Mahkeme Başkanı´nın beyanından rahatsız olduk

Avcı´nın avukatı Refik Ali Uçar, Kitap yazan hiç kimse hakkında bu boyutta yapılan hiçbir yargılama yok. Hanefi Avcı suç işlemedi, kendisine verilen görevi yerine getirdi diyerek savunmasını gerçekleştirdi. Avcı´nın, Haliçte Yaşayan Simonlar kitabı hakkında açılan davalara ve suçlamaları kapsayan bir savunma gerçekleştiren Uçar, mahkeme heyetine yönelik ithamlarda da bulundu. Davadan çekilme talebinde bulunan Nazlı Ilıcak´ın televizyon programında duruşmada tahliyelerin olacağına ilişkin kullandığı ifadelere değinen Uçar, Nazlı Ilıcak Oda TV davasıyla ilgili fal baktı. Sanıkların serbest bırakılacağını söyledi. Bu sözler mahkemeyi maddi manevi baskı altında tutmayı mı amaçlıyor? diyerek Mahkeme Başkanı Mehmet Ekinci´nin verdiği beyandan da rahatsız olduklarını vurguladı.

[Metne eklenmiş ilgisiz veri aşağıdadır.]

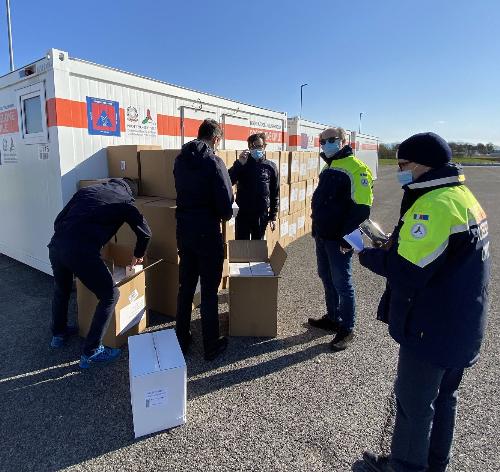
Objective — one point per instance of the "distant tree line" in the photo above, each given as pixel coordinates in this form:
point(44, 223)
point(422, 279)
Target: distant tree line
point(388, 151)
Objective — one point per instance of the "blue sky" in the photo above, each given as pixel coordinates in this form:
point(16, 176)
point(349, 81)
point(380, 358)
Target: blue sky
point(408, 65)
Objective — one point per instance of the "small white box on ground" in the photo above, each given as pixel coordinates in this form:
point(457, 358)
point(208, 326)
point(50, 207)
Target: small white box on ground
point(157, 382)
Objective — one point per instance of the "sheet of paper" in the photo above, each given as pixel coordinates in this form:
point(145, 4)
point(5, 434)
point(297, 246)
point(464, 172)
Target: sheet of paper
point(355, 239)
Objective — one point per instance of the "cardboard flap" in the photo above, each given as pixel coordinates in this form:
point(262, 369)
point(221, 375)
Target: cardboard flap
point(247, 251)
point(278, 258)
point(133, 276)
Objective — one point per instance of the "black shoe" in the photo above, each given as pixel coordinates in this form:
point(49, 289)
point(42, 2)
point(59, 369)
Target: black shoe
point(342, 340)
point(216, 350)
point(323, 323)
point(377, 463)
point(185, 343)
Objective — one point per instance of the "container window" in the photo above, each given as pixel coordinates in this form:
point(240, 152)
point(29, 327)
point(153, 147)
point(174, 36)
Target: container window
point(33, 121)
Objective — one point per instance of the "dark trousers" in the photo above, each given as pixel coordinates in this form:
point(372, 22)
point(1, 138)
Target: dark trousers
point(93, 273)
point(425, 417)
point(201, 256)
point(335, 271)
point(251, 226)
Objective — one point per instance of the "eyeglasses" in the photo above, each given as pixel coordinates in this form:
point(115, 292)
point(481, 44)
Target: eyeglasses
point(402, 165)
point(329, 140)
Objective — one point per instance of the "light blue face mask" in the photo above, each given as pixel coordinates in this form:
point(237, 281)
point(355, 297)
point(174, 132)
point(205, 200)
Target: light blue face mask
point(257, 154)
point(405, 177)
point(331, 149)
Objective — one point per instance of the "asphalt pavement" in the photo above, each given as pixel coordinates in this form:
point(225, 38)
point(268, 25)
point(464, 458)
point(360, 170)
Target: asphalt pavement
point(267, 404)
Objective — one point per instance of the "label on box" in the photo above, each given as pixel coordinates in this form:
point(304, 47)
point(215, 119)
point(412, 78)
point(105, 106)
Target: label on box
point(284, 229)
point(132, 314)
point(284, 204)
point(156, 398)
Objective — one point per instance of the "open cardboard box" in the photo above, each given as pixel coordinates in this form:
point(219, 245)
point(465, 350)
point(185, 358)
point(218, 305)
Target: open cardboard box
point(130, 315)
point(253, 299)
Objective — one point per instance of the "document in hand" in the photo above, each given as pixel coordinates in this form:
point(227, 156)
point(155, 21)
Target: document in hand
point(355, 239)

Kimseye yalan söyleyecek halimiz yok

Gazetelerde yer alan beyanında mahkeme dosyasını inceleyemediğini söyleyen Başkan Mehmet Ekinci, Kimseye yalan söyleyecek halimiz yok. Davadan iki gün önce atandım. 80 klasörü okudum desem inandırıcı olmaz. 10 klasör inceleyebilmiştim, şimdi 75 klasör tamamlayabildim şeklinde yanıt verdi. Bunun üzerine avukat Uçar, Basın savcılarına suç duyurusunda bulundunuz mu? şeklinde soru yöneltince Ekinci, Savcılar görevini yapsın dedi.

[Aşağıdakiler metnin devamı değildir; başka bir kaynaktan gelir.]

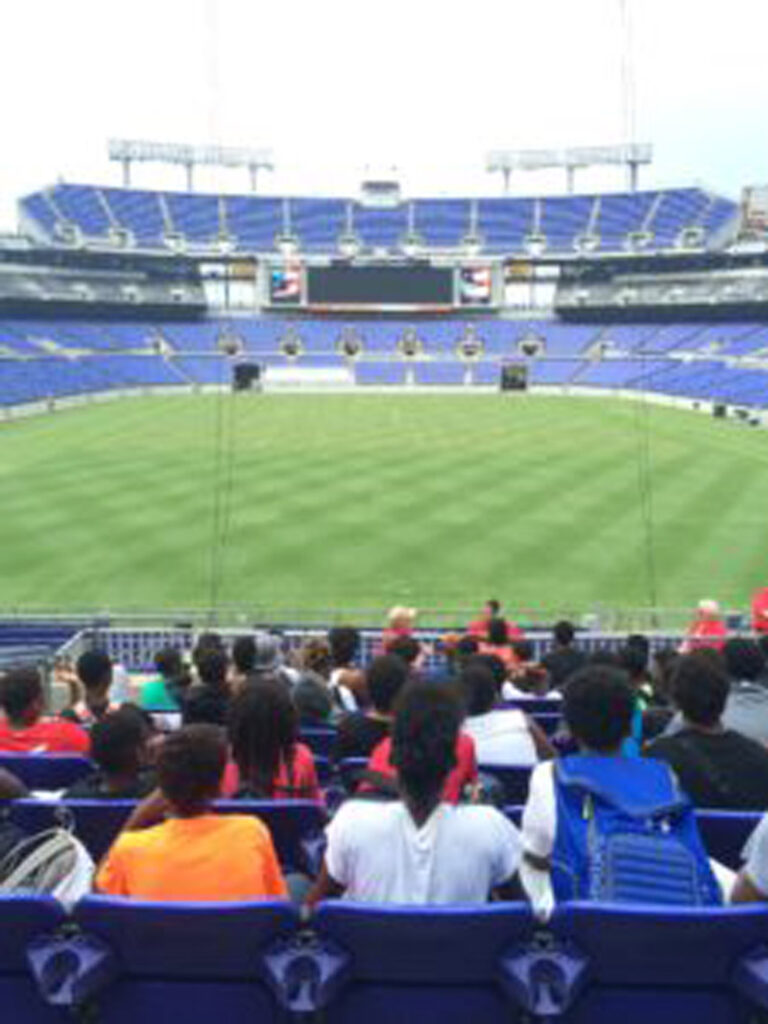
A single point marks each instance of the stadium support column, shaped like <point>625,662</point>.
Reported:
<point>634,169</point>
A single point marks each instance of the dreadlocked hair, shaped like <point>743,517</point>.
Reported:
<point>263,728</point>
<point>424,735</point>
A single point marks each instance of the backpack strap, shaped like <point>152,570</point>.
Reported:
<point>676,803</point>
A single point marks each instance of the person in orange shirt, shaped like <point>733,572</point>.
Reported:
<point>25,730</point>
<point>760,610</point>
<point>195,854</point>
<point>707,630</point>
<point>499,643</point>
<point>493,609</point>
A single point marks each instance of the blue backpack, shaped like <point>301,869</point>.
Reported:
<point>627,834</point>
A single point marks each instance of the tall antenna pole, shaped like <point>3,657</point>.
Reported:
<point>629,91</point>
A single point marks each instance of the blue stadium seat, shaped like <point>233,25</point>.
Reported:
<point>195,963</point>
<point>440,965</point>
<point>514,779</point>
<point>724,834</point>
<point>46,771</point>
<point>668,967</point>
<point>24,919</point>
<point>97,822</point>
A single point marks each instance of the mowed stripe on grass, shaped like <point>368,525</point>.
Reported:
<point>354,502</point>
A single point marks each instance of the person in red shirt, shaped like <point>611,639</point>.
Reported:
<point>269,764</point>
<point>491,611</point>
<point>462,775</point>
<point>24,730</point>
<point>707,630</point>
<point>760,610</point>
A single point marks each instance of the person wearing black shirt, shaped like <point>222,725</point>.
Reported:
<point>564,658</point>
<point>717,767</point>
<point>119,750</point>
<point>360,732</point>
<point>208,701</point>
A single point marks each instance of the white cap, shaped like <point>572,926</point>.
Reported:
<point>709,606</point>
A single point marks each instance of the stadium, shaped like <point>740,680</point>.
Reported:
<point>384,595</point>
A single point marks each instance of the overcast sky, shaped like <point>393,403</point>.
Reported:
<point>426,85</point>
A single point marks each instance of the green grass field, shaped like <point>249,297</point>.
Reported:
<point>299,504</point>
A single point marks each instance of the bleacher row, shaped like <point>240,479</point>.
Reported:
<point>125,961</point>
<point>120,962</point>
<point>253,223</point>
<point>40,359</point>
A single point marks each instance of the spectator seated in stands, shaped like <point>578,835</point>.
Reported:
<point>24,729</point>
<point>418,850</point>
<point>244,662</point>
<point>564,658</point>
<point>194,854</point>
<point>528,680</point>
<point>269,660</point>
<point>314,655</point>
<point>411,652</point>
<point>94,673</point>
<point>504,735</point>
<point>346,680</point>
<point>381,772</point>
<point>119,749</point>
<point>165,693</point>
<point>747,707</point>
<point>263,734</point>
<point>707,630</point>
<point>312,700</point>
<point>558,839</point>
<point>400,622</point>
<point>208,700</point>
<point>360,732</point>
<point>716,766</point>
<point>493,609</point>
<point>499,643</point>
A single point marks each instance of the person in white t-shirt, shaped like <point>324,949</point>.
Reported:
<point>418,850</point>
<point>502,735</point>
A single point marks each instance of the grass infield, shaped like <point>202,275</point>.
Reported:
<point>300,504</point>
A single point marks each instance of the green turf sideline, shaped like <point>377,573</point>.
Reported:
<point>360,501</point>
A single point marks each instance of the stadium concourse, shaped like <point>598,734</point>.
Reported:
<point>225,410</point>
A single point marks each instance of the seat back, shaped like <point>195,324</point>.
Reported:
<point>24,919</point>
<point>292,823</point>
<point>724,834</point>
<point>428,964</point>
<point>548,723</point>
<point>187,962</point>
<point>97,822</point>
<point>514,779</point>
<point>46,771</point>
<point>320,739</point>
<point>659,965</point>
<point>535,706</point>
<point>350,771</point>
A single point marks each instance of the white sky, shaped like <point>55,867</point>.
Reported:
<point>426,85</point>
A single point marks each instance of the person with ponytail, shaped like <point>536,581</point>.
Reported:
<point>419,849</point>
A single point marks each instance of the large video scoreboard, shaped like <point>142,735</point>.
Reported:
<point>415,285</point>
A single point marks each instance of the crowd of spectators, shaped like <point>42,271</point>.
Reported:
<point>634,725</point>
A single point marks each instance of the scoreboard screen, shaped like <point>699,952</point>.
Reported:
<point>399,285</point>
<point>285,285</point>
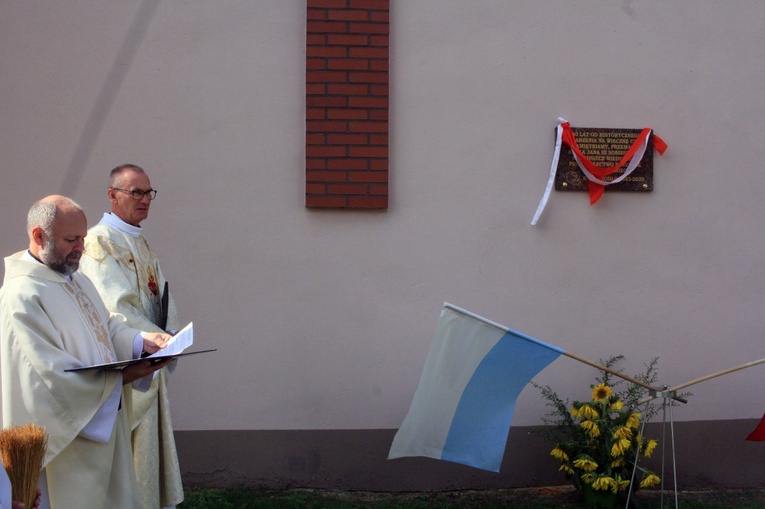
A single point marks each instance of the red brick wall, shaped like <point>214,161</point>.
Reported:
<point>347,104</point>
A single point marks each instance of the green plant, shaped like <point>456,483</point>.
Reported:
<point>598,441</point>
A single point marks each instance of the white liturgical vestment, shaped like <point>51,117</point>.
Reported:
<point>127,274</point>
<point>49,323</point>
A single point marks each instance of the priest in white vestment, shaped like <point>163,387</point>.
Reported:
<point>53,319</point>
<point>126,272</point>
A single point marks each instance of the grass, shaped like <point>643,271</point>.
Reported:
<point>532,498</point>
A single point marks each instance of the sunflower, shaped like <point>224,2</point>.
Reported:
<point>587,412</point>
<point>649,447</point>
<point>585,463</point>
<point>623,432</point>
<point>592,428</point>
<point>603,483</point>
<point>650,480</point>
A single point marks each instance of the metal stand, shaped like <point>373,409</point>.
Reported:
<point>667,395</point>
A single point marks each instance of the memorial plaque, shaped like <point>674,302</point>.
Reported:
<point>605,147</point>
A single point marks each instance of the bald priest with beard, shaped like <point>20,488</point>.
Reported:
<point>53,319</point>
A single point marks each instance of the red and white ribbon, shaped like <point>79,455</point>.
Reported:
<point>593,172</point>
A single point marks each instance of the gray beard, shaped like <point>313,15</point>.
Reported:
<point>63,267</point>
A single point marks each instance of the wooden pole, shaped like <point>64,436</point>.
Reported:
<point>719,373</point>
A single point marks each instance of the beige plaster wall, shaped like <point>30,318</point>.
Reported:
<point>322,319</point>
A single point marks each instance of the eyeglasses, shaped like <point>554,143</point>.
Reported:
<point>138,194</point>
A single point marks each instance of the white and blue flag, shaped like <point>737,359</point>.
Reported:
<point>463,406</point>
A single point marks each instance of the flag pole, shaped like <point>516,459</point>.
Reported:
<point>719,373</point>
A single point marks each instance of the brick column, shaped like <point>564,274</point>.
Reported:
<point>347,103</point>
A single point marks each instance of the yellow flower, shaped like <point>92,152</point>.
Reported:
<point>587,412</point>
<point>592,428</point>
<point>602,483</point>
<point>620,447</point>
<point>559,453</point>
<point>649,447</point>
<point>633,421</point>
<point>623,432</point>
<point>586,464</point>
<point>620,484</point>
<point>601,392</point>
<point>650,480</point>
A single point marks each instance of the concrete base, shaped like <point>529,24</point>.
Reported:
<point>710,454</point>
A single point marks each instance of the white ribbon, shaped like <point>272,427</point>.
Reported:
<point>553,170</point>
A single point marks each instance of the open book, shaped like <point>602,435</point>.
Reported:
<point>183,339</point>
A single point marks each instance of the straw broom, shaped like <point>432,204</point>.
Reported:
<point>23,452</point>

Avukatın savunmasını bitirmesinin ardından Oda TV davasından diğer yargılanan Nedim Şener, yarım kalan savunmasını tamamlamak için söz aldı.

NEDİM ŞENER´İN EK SAVUNMASI

Oda TV davasından tutuklu yargılanan Nedim Şener, ek savunma için söz aldı. Şamil Tayyar, Yiğit Bulut, Önder Aytaç ve Rasim Ozan Kütahyalı´nın mahkemeye çağrılmasını isteyerek sözlerine başayan Şener, Nazlı Ilıcak da gelsin. Son çıkan kitabını da alsın gelsin, burada tartışalım dedi. Silivri´de iki şey öğrendik. Silivri duvarları aşkı öldürmüyor, bir de gerçekler hapsedilemez diyen Şener, Hrant Dink davasında verilen kararı ele aldı. Ali Fuat Yılmazer ve Ramazan Akyürek´i suçlu bulan Başbakan´ın imzalı raporu mahkemeye sunuldu. Ergenekonsak bizim liderimiz Başbakan diyen Şener, Rahip Santoro cinayetinin Dink cinayetinin provası olduğunu söyledi. 17 Ocak´ta iyi ki serbest bırakılmamışız. Nedim Şener´in neden tutuklandığını tüm Türkiye gördü. Yaşananlar beni teyit ediyor diyen Şener, mahkemenin huzurunda olmasının tek sebebinin Dink cinayetinde bir yerlere varıldığı ile ilgili olduğunu ifade etti.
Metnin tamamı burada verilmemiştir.